As reported by the firm, the broader European meat industry, with Germany at its core, faces intense global competition from the USA, South America, and ChinaThese challenges have been further exacerbated by the outbreak of African swine fever, resulting in lost export opportunities and increased pressure on German meat companies, explains the company.

ME-AT burger
© ME-AT

 In response to the challenges, Vion says that the industry is shifting its focus to the domestic market, aiming to become self-sufficient. Along with political and regulatory challenges, inflation, changing consumer behavior, and other factors, the meat giant argues that this new industry focus has forced companies to reduce herd sizes, resulting in higher animal prices and products. 
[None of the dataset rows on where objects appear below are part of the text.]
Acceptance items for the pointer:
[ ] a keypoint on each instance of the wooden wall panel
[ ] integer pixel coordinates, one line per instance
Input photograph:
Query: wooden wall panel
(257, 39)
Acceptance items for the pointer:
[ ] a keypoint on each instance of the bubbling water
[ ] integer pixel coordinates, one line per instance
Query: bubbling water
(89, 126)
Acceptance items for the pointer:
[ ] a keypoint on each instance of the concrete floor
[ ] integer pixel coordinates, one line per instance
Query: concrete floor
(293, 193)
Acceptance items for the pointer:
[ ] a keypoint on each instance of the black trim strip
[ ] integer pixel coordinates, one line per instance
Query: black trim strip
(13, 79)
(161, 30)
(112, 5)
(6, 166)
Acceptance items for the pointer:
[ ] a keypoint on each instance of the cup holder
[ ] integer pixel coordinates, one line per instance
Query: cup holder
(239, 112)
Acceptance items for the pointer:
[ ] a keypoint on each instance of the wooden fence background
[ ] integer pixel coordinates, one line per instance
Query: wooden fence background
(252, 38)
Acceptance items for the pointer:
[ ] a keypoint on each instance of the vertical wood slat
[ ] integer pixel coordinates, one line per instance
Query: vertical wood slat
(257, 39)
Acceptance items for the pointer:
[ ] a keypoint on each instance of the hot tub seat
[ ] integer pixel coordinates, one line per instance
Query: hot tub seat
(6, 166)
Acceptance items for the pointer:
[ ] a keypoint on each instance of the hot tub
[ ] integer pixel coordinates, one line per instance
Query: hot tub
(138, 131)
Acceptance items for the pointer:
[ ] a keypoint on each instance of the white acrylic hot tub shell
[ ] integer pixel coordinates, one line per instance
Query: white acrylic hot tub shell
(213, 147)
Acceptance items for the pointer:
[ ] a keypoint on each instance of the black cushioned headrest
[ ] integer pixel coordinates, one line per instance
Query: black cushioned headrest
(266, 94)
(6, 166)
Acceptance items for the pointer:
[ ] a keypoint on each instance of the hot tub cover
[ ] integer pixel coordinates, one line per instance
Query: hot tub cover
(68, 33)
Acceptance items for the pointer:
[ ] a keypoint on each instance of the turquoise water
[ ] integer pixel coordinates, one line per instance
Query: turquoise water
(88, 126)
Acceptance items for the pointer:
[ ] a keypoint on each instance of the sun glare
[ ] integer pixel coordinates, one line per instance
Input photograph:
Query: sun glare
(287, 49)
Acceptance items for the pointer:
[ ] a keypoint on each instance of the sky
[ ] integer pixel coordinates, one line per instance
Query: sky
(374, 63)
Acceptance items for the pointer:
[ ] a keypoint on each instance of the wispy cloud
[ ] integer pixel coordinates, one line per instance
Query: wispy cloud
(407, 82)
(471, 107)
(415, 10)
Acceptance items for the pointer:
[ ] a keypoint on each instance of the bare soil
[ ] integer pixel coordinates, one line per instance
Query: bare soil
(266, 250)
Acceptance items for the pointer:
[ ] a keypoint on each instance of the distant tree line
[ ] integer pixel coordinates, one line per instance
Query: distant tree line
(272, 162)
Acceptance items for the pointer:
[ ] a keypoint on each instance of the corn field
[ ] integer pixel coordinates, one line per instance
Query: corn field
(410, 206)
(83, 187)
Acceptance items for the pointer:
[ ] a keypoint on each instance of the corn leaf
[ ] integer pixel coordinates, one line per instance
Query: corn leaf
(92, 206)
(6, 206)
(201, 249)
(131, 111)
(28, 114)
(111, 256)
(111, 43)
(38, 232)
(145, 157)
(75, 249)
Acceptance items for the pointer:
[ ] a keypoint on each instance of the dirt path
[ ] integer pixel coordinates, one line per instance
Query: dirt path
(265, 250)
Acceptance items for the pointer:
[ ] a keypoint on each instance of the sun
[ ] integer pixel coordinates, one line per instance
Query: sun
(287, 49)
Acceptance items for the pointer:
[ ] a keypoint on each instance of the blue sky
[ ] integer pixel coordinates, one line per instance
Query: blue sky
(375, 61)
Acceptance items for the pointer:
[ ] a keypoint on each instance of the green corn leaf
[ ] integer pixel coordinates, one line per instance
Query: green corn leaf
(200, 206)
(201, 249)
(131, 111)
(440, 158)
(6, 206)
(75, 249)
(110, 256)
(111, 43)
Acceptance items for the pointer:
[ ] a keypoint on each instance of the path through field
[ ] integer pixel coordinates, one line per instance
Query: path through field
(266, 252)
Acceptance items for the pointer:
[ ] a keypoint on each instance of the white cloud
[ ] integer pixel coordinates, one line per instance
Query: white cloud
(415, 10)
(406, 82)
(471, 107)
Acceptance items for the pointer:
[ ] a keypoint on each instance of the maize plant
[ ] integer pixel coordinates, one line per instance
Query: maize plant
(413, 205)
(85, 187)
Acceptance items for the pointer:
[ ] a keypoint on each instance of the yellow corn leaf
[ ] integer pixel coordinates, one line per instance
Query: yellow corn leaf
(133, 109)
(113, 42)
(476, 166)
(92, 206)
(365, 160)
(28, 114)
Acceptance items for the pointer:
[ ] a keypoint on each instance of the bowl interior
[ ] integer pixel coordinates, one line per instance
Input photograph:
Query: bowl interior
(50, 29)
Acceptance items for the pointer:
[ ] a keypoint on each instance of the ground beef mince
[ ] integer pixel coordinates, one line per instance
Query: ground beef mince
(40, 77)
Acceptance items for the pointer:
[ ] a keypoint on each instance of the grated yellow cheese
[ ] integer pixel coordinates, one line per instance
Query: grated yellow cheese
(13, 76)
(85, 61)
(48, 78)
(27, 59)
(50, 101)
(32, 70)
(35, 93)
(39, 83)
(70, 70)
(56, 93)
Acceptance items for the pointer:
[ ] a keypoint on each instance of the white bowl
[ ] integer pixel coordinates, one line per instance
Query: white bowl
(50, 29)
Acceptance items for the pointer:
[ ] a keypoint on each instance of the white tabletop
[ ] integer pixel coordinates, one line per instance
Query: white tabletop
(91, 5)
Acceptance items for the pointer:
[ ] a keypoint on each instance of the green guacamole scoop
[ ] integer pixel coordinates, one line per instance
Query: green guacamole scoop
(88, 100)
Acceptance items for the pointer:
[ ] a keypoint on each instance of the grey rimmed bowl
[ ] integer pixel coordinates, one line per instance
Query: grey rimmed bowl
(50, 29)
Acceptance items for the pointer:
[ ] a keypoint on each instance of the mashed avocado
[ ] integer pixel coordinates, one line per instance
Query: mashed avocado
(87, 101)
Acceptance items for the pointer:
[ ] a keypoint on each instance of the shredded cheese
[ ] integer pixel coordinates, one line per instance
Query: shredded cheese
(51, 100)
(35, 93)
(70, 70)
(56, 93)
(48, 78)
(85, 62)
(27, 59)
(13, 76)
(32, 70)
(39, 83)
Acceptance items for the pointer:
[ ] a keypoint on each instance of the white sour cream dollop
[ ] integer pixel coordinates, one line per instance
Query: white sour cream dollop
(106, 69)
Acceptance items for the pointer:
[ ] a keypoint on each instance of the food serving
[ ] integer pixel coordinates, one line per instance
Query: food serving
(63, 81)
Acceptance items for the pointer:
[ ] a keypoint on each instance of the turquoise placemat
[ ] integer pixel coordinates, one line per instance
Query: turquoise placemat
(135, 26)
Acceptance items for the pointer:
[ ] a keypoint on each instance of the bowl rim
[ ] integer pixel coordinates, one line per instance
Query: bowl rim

Concurrently, the pig sector in Germany, particularly in the northern region, is undergoing strategic restructuring to address overcapacities and manage livestock densities while trying to meet market demands for affordability and sustainability. The beef sector faces a similar situation, experiencing an annual decline in production.

A recent Mintel consumer study shows that 43% of  German consumers have reduced meat consumption due to environmental, health, and animal welfare concerns. Additionally, a pan-European survey conducted last year found that 51% of Europeans said they actively try to reduce their meat consumption, showing a notable rise from 46% in 2022.

VION_me-at_spareribs
ME-AT vegan spare ribs © Vion Food Group

Vion plant-based

The Vion Food Group started to explore opportunities in the plant-based meat category with an alt-meat line called ME-AT in 2020. The company repurposed a slaughterhouse and meat processing plant to make a vegan meat factory in the Netherlands. 

According to the company, it supplies top European retailers and has a presence in over 11 countries. The brand has been expanding its portfolio with NPDs using 2D technology to achieve different patterns and shapes to make realistic boneless ribs, salmon burgers, and entrecôte. 

Additionally, the company is pioneering a new range of burgers and mince made with locally grown fava beans to offer soy-free alternatives. Recently, the company launched various plant-based deli cuts products, including beef carpaccio developed and produced by Encebe, its sister company that has been producing deli products since 1929.

“The world population is growing and our planet is under pressure from the overuse of resources. We want to elevate the protein transition so that people can enjoy healthy, affordable, and tasty meat alternatives from sustainable sources,” ME-AT told vegconomist in an interview last year.